Illustration About Listening and Emotions
Years ago a radio talk show host was reacting to President G.H.W. Bush’s refusal to eat broccoli. A caller criticized the President for being a bad example. The host said that he didn’t like broccoli and didn’t see why he should have to eat it, either.
After the angry caller hung up, the host said, “Do you realize that everyone who ate Broccoli in the 18th Century died?”
A flood of angry callers lined up to yell at the host and defend the healthy qualities of broccoli. This is what happens when we don’t listen and allow our emotions to take over our reason.

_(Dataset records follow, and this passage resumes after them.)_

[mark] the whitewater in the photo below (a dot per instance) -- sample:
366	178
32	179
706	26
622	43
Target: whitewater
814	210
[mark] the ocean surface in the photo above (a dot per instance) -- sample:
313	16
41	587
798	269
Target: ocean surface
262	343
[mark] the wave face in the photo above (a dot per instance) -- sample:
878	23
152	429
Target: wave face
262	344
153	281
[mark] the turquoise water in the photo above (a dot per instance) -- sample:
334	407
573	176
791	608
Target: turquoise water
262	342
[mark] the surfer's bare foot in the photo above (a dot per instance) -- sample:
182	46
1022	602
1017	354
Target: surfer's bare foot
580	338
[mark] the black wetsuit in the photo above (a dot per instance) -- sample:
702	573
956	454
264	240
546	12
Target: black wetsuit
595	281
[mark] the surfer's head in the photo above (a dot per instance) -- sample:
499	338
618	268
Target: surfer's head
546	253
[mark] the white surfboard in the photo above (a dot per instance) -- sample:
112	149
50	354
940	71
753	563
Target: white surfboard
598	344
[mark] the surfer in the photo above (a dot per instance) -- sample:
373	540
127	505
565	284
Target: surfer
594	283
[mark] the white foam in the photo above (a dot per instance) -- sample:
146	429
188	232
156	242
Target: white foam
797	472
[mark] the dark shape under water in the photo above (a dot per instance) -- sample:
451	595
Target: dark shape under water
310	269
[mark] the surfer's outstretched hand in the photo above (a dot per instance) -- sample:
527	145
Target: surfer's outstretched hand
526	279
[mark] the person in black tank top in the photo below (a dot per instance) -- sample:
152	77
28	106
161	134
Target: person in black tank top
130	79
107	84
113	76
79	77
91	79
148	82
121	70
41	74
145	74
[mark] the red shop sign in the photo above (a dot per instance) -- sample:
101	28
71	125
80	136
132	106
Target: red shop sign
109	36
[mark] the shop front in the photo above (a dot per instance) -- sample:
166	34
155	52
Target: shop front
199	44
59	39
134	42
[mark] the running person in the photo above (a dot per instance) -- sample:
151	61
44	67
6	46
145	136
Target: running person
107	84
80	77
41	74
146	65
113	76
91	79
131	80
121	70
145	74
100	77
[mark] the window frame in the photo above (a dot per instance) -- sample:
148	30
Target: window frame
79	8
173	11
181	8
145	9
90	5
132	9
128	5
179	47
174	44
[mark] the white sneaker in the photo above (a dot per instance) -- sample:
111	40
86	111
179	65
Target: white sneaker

Of course, everyone who ate anything in the 18th century died! It was an excellent social experiment to show how irrational we can become.
Quite often we allow this kind of ridiculous behavior to destroy our relationships. When we are talking to people we love, we must never forget who they are and , if we must, remove ourselves from the situation to settle down so that we do not say something that cannot be remedied.
True love means that we always focus on the other person, instead of ourselves (1 Corinthians 13:4-8a). Otherwise, we get wrapped up in our emotions and can burn up everything around us.
“Even so the tongue is a little member and boasts great things. See how great a forest a little fire kindles! And the tongue is a fire, a world of iniquity. The tongue is so set among our members that it defiles the whole body, and sets on fire the course of nature; and it is set on fire by hell” (James 3:5-6).
We must never lose ourselves to anger or we might lose our souls, in the process.